Silver Lines in the Morning Mist
When the Fog Lifted
3:17AM showed on my dashboard clock as headlights sliced through the marsh mist. The familiar 纺车轮 sat passenger seat, its spool loaded with fresh 10lb fluorocarbon that glowed faintly under streetlights. I rubbed the worn rabbit's foot on my keychain - my grandfather's lucky charm that's seen more fish than most tackle shops.

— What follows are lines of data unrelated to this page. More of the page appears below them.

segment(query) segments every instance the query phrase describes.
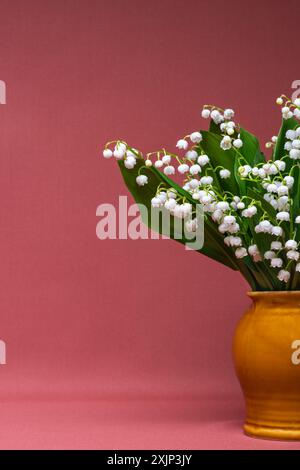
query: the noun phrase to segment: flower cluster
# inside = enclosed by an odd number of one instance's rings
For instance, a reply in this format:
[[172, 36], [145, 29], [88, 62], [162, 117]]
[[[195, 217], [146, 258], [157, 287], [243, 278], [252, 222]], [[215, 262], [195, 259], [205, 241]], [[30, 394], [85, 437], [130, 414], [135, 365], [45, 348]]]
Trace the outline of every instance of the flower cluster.
[[[202, 204], [205, 220], [216, 225], [232, 257], [245, 259], [253, 272], [275, 276], [280, 286], [300, 272], [300, 99], [293, 102], [282, 95], [276, 102], [282, 107], [283, 124], [280, 134], [266, 144], [272, 149], [269, 159], [258, 144], [253, 153], [250, 134], [234, 121], [232, 109], [210, 105], [201, 113], [211, 120], [210, 132], [194, 131], [179, 139], [179, 153], [163, 149], [144, 157], [126, 142], [113, 141], [103, 156], [122, 160], [128, 170], [138, 165], [135, 179], [141, 187], [148, 184], [149, 170], [160, 170], [171, 187], [155, 188], [153, 207], [187, 219], [186, 228], [193, 232], [194, 206]], [[256, 145], [254, 136], [251, 139]], [[211, 150], [211, 142], [218, 143], [219, 151]], [[185, 197], [172, 187], [169, 177], [176, 173], [182, 177]], [[273, 288], [280, 288], [275, 284]]]

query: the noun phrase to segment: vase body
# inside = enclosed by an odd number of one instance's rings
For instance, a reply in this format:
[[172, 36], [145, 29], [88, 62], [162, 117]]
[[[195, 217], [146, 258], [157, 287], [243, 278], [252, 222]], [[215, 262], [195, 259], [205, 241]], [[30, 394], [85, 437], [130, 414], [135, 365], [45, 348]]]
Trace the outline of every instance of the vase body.
[[300, 440], [300, 292], [251, 292], [234, 364], [246, 402], [244, 431]]

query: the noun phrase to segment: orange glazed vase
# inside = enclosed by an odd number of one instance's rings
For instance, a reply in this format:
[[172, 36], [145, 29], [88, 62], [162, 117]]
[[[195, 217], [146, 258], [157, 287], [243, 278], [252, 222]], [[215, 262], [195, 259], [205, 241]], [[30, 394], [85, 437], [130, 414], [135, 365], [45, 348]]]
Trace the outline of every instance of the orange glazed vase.
[[300, 291], [250, 292], [233, 355], [252, 437], [300, 440]]

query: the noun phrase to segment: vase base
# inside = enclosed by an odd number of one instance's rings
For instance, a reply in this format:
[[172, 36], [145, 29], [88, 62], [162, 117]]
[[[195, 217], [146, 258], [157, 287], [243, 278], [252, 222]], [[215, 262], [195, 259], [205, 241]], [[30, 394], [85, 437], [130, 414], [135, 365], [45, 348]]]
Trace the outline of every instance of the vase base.
[[277, 428], [246, 423], [244, 432], [257, 439], [273, 439], [277, 441], [300, 441], [299, 428]]

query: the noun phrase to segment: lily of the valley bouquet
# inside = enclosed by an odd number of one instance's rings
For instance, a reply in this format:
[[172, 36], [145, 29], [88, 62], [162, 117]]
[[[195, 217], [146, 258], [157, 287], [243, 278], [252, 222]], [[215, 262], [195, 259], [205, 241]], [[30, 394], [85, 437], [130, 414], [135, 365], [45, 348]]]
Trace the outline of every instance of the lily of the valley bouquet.
[[103, 151], [118, 160], [138, 204], [167, 210], [190, 233], [201, 204], [198, 251], [239, 270], [255, 291], [300, 290], [300, 99], [281, 96], [277, 104], [282, 126], [266, 144], [269, 159], [232, 109], [210, 105], [202, 110], [209, 130], [178, 140], [176, 154], [163, 149], [143, 156], [122, 140]]

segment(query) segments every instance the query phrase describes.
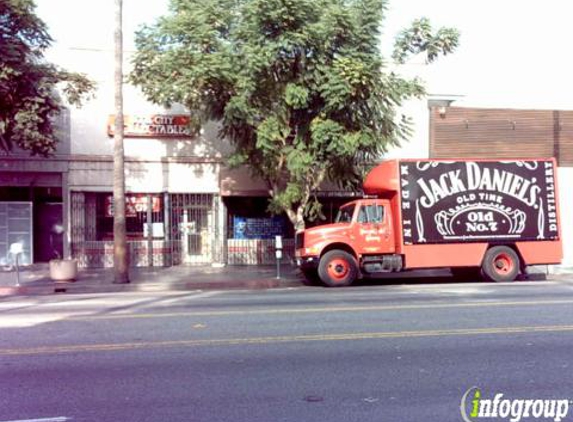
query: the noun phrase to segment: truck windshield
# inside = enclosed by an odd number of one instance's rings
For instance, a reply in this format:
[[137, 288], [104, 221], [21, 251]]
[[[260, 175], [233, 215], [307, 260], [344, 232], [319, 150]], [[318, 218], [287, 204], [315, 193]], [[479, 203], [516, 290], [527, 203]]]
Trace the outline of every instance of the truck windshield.
[[335, 223], [350, 223], [352, 221], [352, 216], [354, 215], [355, 205], [347, 205], [341, 207], [338, 210], [338, 215], [336, 216]]

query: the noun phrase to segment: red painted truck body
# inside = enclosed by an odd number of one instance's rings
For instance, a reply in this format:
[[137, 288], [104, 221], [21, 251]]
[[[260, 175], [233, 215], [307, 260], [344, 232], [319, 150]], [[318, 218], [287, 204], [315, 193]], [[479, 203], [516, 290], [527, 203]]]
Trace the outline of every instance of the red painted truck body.
[[345, 286], [364, 273], [448, 267], [511, 281], [561, 262], [554, 159], [389, 160], [364, 193], [336, 223], [296, 234], [307, 278]]

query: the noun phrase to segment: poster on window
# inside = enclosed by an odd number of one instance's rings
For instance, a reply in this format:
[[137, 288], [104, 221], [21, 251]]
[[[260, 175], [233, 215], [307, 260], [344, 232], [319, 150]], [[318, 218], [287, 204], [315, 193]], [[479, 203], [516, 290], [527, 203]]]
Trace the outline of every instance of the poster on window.
[[[161, 211], [161, 201], [159, 196], [151, 196], [151, 212]], [[126, 195], [125, 216], [137, 217], [137, 213], [147, 212], [147, 195]], [[113, 196], [105, 198], [105, 216], [113, 217]]]
[[30, 265], [33, 256], [31, 202], [0, 202], [0, 265]]
[[233, 217], [233, 228], [235, 239], [274, 239], [282, 236], [284, 219]]
[[551, 240], [553, 161], [403, 161], [404, 242]]

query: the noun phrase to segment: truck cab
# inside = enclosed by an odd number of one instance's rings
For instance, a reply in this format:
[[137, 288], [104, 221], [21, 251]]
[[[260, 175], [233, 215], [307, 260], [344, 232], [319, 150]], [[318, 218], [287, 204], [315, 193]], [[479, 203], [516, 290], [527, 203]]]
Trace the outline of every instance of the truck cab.
[[329, 286], [350, 284], [365, 272], [398, 271], [396, 236], [390, 201], [362, 199], [340, 207], [333, 224], [296, 234], [295, 256], [308, 279]]

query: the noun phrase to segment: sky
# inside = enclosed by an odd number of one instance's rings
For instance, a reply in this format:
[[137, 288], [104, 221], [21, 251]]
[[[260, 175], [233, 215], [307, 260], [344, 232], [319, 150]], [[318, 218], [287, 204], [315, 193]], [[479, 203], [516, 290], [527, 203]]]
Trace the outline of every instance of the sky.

Dawn arrived as smoke-gray tendrils rising from the creek. My third cast landed a 软饵 beside submerged timber with surgical precision. Nothing. The fourth. Fifth. A bluegill's feeble nibble. 'Maybe the moon phase was wrong,' I muttered, tasting yesterday's coffee still bitter on my tongue.
Sunlight burned off the fog just as my line jumped. Not the tentative taps before, but that electric 'thunk' every angler dreams of. The rod arched dangerously as drag screamed. 'Easy girl,' I croaked, knuckles whitening. For eight breathless minutes, the world narrowed to singing line and throbbing rod grip.
When the 22-inch snook finally slid onto the bank, its gills pulsed like engine pistons. I stood shin-deep in tea-colored water laughing at the mud streak across my cheek. Somewhere behind me, a heron squawked - nature's slow clap for persistence.